Was kann man tun, um die schmerzmedizinische Versorgung zu verbessern? Einerseits braucht es eine passende Honorierung. Der Leistungskatalog ist nicht mehr adäquat. Im niedergelassenen Bereich werden nur Infusion und Infiltration honoriert, aber für Gesprächsführung, Koordination, Untersuchung und so weiter bekommt man nichts. Kein Wunder, dass die Ambulanzen zusperren. Andererseits braucht es in der Schmerzmedizin eine vertiefte Ausbildung. Das Diplom Spezielle Schmerztherapie wird genauso von Allgemeinmediziner:innen gemacht. Wenn ich als Patientin dann aber in ein Zentrum weitergeleitet werde, erwarte ich mir dort eine bessere qualifizierte Fachkraft. In anderen Ländern gibt es das Zusatzfach Schmerzmedizin, das wäre auch bei uns super, aber zumindest ein vertieftes Diplom sollte es geben. Leider stellen sich hier gewisse Institutionen und Persönlichkeiten quer. Grundsätzlich gehört eine integrative Schmerzversorgung in den Strukturplan Gesundheit. Das wäre ein wichtiger erster Schritt.

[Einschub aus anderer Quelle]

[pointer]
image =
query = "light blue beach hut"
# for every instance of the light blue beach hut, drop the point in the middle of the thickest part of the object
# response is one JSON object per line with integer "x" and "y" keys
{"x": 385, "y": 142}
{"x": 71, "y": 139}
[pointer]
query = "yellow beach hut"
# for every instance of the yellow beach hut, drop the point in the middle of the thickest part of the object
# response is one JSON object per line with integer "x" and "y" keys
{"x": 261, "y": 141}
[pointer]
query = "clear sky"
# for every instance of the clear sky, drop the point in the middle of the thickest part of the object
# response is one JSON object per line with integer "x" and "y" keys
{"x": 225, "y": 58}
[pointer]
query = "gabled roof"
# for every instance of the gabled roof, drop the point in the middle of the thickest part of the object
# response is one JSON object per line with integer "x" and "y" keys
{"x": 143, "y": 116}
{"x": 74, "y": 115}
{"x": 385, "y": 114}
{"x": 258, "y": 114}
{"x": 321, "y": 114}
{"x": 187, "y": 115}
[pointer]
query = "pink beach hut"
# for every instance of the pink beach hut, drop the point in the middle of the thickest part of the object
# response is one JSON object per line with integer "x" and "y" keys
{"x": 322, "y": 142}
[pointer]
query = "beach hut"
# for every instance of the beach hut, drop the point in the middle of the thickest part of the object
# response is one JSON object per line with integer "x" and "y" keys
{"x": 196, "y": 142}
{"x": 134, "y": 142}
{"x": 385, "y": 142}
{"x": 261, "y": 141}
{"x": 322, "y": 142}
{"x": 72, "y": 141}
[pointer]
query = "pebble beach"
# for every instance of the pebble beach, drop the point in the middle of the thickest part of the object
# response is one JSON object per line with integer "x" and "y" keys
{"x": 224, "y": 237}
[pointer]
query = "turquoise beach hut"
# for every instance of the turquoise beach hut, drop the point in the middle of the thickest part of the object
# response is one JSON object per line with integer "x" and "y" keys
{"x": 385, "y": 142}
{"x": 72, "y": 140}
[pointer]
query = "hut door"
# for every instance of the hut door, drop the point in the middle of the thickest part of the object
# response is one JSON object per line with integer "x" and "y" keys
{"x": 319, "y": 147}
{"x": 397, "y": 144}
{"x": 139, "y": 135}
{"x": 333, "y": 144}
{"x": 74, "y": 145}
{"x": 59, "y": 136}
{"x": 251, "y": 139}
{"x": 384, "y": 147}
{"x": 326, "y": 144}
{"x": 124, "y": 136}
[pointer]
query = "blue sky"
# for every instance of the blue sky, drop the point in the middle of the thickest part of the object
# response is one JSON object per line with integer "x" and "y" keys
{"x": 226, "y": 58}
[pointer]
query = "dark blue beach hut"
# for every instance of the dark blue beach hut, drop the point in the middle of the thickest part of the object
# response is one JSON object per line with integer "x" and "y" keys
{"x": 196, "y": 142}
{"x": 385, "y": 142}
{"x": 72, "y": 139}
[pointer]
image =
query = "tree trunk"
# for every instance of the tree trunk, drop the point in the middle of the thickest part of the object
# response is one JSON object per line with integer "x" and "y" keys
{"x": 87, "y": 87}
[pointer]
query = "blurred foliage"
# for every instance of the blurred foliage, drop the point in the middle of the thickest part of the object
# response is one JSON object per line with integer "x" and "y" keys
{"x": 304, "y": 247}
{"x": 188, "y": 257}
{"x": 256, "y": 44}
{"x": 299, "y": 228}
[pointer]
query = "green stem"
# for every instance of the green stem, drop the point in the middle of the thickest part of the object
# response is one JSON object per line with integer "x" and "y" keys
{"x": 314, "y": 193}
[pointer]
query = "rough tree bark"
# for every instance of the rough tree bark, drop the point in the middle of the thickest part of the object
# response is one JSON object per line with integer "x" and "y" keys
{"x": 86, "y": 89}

Welche Projekte plant die ÖSG derzeit? Uns ist es wichtig, auch die junge Generation an Ärzt:innen ins Boot zu holen. Deswegen veranstalten wir am 4. März in Linz eine Fortbildungsveranstaltung unter dem Namen „Zukunft der Schmerzmedizin: Rising Stars – The Next Generation“. Wir möchten die nächste Generation einladen, um sie für das Thema und zur Mitarbeit in der Schmerzgesellschaft zu motivieren. Es ist ja auch ein spannender, breit gefächerter Bereich der Medizin. Zusätzlich dazu arbeiten wir gerade an der Kampagne „Move for your“. Hier möchte die ÖSG Präventionsprogramme und -tipps online anbieten, damit es gar nicht erst zu Schmerzen kommt. (Das Interview führte Katrin Grabner)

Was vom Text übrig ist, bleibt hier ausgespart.